5. Tetangga

88 17 0
                                    

"Neng! Sarapannya!"

Seruan Bi Marni membuat Liv membelokkan langkah setengah berlarinya ke ruang makan. Cewek itu mengambil setangkup roti bakar, lalu meminum susunya dalam tegukan besar.

"Duh, Neng, pelan-pelan! Nanti keselek!"

"Telat, Bi!" sahut Liv panik.

Indra yang baru turun dari tangga, menatap adiknya dengan kening berkerut. Tangga rumah mereka memang langsung menuju ruang tamu, tetapi ruang makan berada tepat di sisinya. Hanya dipisahkan sebuah lemari kaca berisi foto-foto masa kecil Liv dan Indra.

Liv yang menangkap pandangan Indra segera menyunggingkan senyum sebagai sapaan.

"Ayah di mana?" tanya cewek itu.

Indra menggeleng, mengisyaratkan bahwa ayah mereka tidak pulang semalam.

Liv menghela napas.

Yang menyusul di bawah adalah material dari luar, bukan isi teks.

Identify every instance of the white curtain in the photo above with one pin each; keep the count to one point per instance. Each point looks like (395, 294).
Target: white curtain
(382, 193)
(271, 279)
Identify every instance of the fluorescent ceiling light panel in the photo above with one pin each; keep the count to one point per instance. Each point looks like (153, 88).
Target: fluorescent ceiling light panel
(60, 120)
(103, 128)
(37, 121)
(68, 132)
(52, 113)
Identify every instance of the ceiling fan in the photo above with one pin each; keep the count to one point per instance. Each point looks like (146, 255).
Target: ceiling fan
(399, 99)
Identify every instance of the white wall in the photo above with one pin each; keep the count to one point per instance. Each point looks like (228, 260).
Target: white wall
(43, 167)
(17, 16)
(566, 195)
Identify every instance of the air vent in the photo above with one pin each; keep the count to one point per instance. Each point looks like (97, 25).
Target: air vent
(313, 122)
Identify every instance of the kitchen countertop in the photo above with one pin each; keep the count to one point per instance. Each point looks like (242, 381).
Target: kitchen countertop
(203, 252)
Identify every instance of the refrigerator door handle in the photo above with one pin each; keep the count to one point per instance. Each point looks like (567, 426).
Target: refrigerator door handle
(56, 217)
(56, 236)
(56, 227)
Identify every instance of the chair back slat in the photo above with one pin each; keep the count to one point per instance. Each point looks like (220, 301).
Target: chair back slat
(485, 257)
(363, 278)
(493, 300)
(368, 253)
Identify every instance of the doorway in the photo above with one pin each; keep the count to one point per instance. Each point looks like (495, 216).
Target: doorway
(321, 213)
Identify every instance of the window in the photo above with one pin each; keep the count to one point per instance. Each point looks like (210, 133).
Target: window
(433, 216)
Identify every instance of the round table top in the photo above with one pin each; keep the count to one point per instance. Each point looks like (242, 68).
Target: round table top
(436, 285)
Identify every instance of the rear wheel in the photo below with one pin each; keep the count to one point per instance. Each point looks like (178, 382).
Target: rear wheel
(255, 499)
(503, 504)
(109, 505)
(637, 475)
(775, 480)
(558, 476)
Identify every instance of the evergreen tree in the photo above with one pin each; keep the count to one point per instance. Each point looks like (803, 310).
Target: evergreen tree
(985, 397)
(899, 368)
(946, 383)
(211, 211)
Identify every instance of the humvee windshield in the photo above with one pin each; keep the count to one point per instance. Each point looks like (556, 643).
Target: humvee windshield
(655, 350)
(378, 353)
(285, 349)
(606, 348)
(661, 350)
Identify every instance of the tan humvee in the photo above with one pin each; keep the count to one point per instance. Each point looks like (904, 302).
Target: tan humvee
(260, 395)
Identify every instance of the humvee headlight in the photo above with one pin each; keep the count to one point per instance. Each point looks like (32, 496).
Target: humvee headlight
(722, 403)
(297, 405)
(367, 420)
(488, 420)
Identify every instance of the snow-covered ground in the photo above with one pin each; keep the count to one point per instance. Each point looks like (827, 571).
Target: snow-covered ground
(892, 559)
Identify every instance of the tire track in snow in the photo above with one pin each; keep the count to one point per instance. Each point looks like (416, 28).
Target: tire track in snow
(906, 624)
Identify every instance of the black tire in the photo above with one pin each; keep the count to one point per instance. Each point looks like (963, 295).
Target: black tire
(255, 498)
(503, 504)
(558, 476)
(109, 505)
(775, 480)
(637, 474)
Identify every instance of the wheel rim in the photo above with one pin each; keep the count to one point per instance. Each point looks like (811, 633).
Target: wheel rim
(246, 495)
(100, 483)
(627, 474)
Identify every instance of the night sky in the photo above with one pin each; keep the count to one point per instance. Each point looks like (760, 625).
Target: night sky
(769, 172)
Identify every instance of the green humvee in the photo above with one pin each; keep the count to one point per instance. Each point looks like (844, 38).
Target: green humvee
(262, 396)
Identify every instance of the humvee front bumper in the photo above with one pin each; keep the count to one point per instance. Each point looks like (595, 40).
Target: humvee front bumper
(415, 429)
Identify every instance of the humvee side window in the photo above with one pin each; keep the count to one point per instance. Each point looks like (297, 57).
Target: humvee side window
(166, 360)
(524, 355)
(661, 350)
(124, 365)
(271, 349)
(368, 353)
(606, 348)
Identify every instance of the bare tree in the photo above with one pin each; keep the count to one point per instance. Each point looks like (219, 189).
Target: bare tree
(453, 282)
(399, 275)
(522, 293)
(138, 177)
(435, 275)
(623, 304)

Sebelum kesedihan sempat menghampiri wajahnya, dia segera menampilkan senyum cerah. Mulutnya mengunyah roti bakar dengan cepat, untung saja tidak sampai membuat dirinya tersedak.

"Adra, mau bareng aku? Sekali-kali naik bus, irit BBM," kata Liv seraya bangkit berdiri, lalu menyandang ranselnya.

Sambil mengambil roti bakar untuk sarapannya, Indra membalas, "Adra nggak mau ketularan bau ketek kayak kamu."

Liv mencibir.

"Heran, deh, kenapa kamu nggak mau bawa mobil? Dicariin sopir juga nggak mau," ujar Indra seraya menyesap kopi, lalu mulai mengunyah roti.

"Jarak rumah ke sekolah tuh dekat banget, Adra. Aku ngerasa bersalah kalau pakai acara bawa mobil segala. Yang ada cuma nambah polusi, tahu?"

"Terus itu mobil di garasi mau kamu jual aja?" lanjut Indra.

Alih-alih menjawab pertanyaan kakaknya, Liv mencium pipi Indra, perbuatan yang sontak membuat kakaknya berseru kesal. Dengan tawa berderai, Liv berlari keluar dari rumah. Lari itu masih terus berlanjut sepanjang jalan menuju halte yang berada di depan kompleks. Ketika sampai di halte, Liv mengerjap karena melihat sosok yang dikenalnya—Langit—sudah terlebih dulu berdiri di sana.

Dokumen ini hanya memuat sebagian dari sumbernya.